Exploratory Data Analysis - Video Game Sales Dataset
1. Explanation
The beginning
Hello everyone , welcome to my first Rpubs. I made this rmd to fulfill my LBB assignment. Hope You like it :)
The Data About
This is Video Game Sales Dataset that I get from Kaggle. In this dataset contains of sales record that include the video game Platform, Genre, Year, and the game Name. We can see the competition from game publishers, when the video game sales started and when the video game sales increase significantly
2. Input Dataset
Dont’t forget to put the Dataset in the same folder and set the current folder as working directory
game_data <- read.csv("dataset/vgsales.csv")Done, let’s move to the next step
2.1 Dataset Inspection
Get first 5 rows
head(game_data, 5)## Rank Name Platform Year Genre Publisher NA_Sales
## 1 1 Wii Sports Wii 2006 Sports Nintendo 41.49
## 2 2 Super Mario Bros.

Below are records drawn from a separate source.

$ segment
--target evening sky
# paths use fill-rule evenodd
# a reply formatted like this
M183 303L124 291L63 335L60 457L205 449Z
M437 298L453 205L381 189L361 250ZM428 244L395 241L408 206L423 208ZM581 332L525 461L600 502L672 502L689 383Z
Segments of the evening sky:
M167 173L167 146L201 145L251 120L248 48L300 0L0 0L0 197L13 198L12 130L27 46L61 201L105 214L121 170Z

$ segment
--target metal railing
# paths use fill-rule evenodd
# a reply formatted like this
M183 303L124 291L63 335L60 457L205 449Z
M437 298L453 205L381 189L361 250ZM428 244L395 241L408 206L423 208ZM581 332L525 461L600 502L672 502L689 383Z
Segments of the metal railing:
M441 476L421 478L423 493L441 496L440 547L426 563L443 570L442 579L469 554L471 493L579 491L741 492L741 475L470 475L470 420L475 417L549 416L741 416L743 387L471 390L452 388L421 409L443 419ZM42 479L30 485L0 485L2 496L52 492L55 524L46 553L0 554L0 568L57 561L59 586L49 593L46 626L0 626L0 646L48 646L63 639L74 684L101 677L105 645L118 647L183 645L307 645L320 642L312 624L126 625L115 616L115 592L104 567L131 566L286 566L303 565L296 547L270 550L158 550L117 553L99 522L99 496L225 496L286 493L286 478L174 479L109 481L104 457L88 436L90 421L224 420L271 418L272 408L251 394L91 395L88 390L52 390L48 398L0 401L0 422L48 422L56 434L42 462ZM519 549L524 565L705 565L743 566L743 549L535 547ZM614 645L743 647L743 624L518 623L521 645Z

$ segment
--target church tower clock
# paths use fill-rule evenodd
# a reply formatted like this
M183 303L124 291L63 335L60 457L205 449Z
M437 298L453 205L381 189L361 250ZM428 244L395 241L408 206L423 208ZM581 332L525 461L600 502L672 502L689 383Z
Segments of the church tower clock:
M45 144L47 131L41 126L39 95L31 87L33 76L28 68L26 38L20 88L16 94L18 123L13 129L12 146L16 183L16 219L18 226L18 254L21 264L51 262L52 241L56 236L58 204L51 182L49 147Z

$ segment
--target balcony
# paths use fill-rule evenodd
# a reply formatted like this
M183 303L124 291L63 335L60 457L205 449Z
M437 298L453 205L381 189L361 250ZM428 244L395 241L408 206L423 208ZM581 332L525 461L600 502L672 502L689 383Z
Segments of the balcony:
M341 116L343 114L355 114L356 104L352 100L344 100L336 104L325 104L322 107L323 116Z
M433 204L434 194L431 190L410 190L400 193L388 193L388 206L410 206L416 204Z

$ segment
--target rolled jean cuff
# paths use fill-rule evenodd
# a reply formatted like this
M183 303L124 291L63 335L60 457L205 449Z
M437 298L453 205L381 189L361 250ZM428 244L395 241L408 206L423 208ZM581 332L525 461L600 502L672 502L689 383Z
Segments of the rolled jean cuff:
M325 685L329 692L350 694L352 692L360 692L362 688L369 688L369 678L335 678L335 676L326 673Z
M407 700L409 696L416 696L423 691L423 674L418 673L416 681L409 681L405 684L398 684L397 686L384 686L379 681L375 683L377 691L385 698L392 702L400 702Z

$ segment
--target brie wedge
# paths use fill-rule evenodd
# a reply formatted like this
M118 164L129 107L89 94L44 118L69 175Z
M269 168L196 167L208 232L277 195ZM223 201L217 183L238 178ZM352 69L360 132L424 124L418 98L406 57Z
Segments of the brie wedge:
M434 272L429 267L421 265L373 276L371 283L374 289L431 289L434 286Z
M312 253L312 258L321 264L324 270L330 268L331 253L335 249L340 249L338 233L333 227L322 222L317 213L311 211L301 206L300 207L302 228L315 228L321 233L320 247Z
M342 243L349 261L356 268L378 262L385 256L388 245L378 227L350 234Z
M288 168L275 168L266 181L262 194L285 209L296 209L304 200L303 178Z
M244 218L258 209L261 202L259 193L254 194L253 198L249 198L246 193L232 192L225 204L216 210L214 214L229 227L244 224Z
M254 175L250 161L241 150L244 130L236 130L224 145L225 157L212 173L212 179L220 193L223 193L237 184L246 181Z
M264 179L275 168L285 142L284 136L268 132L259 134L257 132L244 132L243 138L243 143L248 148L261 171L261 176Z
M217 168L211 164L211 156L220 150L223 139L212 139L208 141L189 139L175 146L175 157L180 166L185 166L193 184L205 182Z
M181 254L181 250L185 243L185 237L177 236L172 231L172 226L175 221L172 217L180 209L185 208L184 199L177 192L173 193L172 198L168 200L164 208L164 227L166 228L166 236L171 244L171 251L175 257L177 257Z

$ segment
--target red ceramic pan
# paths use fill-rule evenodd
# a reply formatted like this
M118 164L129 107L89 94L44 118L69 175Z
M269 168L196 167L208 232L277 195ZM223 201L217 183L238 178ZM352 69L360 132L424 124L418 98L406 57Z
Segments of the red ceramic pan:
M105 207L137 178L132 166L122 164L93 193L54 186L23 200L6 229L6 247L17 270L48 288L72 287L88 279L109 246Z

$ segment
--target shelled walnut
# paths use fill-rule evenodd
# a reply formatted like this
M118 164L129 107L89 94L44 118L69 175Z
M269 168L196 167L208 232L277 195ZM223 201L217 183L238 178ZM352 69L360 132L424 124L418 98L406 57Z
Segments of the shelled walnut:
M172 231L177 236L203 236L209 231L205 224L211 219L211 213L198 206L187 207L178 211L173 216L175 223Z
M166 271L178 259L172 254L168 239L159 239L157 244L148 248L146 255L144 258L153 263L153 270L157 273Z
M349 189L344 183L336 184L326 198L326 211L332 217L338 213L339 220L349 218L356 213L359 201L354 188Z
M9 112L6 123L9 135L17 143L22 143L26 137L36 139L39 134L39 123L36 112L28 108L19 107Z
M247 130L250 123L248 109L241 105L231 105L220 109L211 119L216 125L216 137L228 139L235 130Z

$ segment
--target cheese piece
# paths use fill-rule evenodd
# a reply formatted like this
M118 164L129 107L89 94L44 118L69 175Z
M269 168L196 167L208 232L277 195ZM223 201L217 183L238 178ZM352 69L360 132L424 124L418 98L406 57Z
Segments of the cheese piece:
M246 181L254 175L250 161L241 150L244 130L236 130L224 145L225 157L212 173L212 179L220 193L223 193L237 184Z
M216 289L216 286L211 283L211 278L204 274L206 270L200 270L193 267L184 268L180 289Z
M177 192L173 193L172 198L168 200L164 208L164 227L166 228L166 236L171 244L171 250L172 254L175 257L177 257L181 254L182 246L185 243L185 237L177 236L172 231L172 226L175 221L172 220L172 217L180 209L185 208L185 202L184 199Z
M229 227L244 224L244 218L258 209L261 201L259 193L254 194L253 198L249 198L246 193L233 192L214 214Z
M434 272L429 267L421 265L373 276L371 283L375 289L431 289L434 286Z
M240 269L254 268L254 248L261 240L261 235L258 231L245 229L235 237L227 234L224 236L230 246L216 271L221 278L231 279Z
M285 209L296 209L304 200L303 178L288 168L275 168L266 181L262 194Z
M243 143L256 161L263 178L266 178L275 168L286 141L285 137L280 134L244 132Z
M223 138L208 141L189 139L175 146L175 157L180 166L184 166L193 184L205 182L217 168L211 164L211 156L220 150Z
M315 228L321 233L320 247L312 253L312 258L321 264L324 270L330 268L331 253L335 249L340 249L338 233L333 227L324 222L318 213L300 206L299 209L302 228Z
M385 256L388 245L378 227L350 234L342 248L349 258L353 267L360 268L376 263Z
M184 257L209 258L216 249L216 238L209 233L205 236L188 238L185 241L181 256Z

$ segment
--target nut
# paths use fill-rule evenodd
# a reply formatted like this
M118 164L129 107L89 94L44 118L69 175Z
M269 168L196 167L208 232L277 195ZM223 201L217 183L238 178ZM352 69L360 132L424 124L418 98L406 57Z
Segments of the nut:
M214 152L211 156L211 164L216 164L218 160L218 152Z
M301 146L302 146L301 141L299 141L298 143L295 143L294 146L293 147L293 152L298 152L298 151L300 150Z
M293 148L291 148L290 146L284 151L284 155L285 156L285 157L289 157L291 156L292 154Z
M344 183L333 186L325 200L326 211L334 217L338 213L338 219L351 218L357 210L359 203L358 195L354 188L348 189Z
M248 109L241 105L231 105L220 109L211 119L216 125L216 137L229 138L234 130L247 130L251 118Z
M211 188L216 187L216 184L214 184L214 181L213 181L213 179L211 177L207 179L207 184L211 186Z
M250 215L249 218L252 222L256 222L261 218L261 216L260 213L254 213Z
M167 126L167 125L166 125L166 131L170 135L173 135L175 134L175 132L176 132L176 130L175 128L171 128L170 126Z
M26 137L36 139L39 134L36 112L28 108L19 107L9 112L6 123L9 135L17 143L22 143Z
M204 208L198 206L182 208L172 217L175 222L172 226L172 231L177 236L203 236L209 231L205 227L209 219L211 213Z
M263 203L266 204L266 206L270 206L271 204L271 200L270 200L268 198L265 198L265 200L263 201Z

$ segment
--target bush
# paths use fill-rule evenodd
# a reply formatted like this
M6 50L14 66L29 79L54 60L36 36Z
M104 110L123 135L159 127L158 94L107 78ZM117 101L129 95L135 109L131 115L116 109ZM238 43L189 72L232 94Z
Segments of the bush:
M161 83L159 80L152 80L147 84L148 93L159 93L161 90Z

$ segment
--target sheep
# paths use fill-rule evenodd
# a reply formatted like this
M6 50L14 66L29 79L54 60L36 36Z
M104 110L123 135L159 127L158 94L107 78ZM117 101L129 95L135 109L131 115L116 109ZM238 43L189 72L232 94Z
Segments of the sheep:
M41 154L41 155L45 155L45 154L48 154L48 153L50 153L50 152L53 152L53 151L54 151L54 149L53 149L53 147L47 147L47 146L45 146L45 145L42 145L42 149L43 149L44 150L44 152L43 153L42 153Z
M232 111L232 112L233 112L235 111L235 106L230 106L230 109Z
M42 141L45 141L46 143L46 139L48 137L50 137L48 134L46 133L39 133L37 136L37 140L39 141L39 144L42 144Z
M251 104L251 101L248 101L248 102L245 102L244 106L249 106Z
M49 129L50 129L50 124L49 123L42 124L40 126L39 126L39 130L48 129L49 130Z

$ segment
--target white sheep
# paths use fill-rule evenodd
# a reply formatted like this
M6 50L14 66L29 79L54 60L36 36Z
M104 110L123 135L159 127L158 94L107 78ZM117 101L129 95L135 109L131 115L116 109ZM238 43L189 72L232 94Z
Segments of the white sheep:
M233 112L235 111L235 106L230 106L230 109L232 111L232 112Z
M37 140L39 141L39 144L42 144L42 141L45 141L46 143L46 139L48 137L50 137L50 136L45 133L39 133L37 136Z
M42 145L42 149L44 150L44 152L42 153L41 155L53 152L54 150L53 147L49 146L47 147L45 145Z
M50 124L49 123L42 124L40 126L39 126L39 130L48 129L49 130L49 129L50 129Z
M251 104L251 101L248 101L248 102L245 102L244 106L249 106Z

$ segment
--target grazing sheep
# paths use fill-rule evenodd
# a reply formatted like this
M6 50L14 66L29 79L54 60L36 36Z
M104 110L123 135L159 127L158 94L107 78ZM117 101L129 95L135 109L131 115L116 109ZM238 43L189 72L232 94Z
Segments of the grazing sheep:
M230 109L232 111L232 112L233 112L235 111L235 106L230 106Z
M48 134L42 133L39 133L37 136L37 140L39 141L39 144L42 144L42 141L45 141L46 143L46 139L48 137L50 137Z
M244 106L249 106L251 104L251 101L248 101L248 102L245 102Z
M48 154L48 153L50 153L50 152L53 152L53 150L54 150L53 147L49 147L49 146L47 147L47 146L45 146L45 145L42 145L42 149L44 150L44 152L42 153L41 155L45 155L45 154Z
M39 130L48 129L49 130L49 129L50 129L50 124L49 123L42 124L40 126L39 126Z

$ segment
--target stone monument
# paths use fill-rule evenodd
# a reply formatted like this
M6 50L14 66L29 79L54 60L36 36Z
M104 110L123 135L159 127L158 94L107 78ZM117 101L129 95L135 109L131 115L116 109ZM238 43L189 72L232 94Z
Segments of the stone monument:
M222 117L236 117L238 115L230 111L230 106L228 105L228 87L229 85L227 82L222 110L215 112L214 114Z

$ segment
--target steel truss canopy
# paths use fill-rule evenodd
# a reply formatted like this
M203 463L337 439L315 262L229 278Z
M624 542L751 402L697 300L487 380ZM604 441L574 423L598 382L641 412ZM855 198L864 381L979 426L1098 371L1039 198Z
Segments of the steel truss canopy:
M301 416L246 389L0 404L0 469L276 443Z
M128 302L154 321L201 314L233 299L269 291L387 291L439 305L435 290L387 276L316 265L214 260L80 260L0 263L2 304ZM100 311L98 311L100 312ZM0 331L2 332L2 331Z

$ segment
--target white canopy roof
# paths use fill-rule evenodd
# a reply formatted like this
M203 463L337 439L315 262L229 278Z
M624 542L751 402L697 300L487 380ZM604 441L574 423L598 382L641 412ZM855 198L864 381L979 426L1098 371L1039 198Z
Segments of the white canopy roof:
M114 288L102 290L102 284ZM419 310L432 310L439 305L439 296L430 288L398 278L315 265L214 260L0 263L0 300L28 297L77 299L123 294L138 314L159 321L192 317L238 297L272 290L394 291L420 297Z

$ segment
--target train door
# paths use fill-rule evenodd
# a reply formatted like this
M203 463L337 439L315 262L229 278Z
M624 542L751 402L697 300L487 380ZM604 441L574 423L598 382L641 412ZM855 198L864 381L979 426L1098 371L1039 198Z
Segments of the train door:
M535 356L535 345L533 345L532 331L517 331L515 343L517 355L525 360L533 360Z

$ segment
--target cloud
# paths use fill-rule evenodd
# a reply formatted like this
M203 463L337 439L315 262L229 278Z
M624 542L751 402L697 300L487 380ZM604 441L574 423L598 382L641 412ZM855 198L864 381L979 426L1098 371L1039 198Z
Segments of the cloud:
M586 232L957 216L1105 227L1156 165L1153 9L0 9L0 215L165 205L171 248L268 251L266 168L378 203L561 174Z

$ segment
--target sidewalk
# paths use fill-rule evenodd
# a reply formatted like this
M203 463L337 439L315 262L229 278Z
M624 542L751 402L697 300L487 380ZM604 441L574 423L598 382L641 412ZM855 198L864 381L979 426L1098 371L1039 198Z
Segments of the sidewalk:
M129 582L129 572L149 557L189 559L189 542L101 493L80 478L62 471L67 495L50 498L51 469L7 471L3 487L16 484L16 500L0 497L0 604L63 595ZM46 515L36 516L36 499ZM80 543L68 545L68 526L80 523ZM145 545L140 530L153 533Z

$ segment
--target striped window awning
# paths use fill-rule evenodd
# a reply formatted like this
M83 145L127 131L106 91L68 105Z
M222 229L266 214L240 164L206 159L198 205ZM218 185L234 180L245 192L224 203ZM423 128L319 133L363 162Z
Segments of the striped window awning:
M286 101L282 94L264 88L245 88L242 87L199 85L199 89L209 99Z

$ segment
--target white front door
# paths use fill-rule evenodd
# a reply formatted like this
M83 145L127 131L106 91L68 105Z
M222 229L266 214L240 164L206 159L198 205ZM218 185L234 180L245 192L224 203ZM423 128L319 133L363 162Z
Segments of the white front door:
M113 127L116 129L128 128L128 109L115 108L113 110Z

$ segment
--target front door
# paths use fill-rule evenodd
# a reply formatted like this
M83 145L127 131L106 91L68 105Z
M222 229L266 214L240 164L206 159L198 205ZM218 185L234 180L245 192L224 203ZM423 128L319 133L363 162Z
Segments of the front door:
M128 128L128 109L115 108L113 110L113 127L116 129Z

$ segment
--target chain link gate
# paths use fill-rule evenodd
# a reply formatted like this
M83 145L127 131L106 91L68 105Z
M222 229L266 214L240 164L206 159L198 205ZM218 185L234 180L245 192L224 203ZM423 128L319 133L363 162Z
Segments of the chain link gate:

NES 1985 Platform Nintendo 29.08
## 3 3 Mario Kart Wii Wii 2008 Racing Nintendo 15.85
## 4 4 Wii Sports Resort Wii 2009 Sports Nintendo 15.75
## 5 5 Pokemon Red/Pokemon Blue GB 1996 Role-Playing Nintendo 11.27
## EU_Sales JP_Sales Other_Sales Global_Sales
## 1 29.02 3.77 8.46 82.74
## 2 3.58 6.81 0.77 40.24
## 3 12.88 3.79 3.31 35.82
## 4 11.01 3.28 2.96 33.00
## 5 8.89 10.22 1.00 31.37
Get last 5 rows
tail(game_data, 5)## Rank Name Platform Year
## 16594 16596 Woody Woodpecker in Crazy Castle 5 GBA 2002
## 16595 16597 Men in Black II: Alien Escape GC 2003
## 16596 16598 SCORE International Baja 1000: The Official Game PS2 2008
## 16597 16599 Know How 2 DS 2010
## 16598 16600 Spirits & Spells GBA 2003
## Genre Publisher NA_Sales EU_Sales JP_Sales Other_Sales Global_Sales
## 16594 Platform Kemco 0.01 0.00 0 0 0.01
## 16595 Shooter Infogrames 0.01 0.00 0 0 0.01
## 16596 Racing Activision 0.00 0.00 0 0 0.01
## 16597 Puzzle 7G//AMES 0.00 0.01 0 0 0.01
## 16598 Platform Wanadoo 0.01 0.00 0 0 0.01
Get total rows / observation
nrow(game_data)## [1] 16598
Get total columns
ncol(game_data)## [1] 11
Get all columns names
names(game_data)## [1] "Rank" "Name" "Platform" "Year" "Genre"
## [6] "Publisher" "NA_Sales" "EU_Sales" "JP_Sales" "Other_Sales"
## [11] "Global_Sales"
Get dimension of dataset
dim(game_data)## [1] 16598 11
From our inspection we can take few informations :
Video Games Sales dataset contains 16598 of rows and 11 columns
Each of columns names : Rank, Name, Platform, Year, Genre, Publisher, NA_Sales, EU_Sales, JP_Sales, Other_Sales, Global_Sales (Total worldwide sales in millions)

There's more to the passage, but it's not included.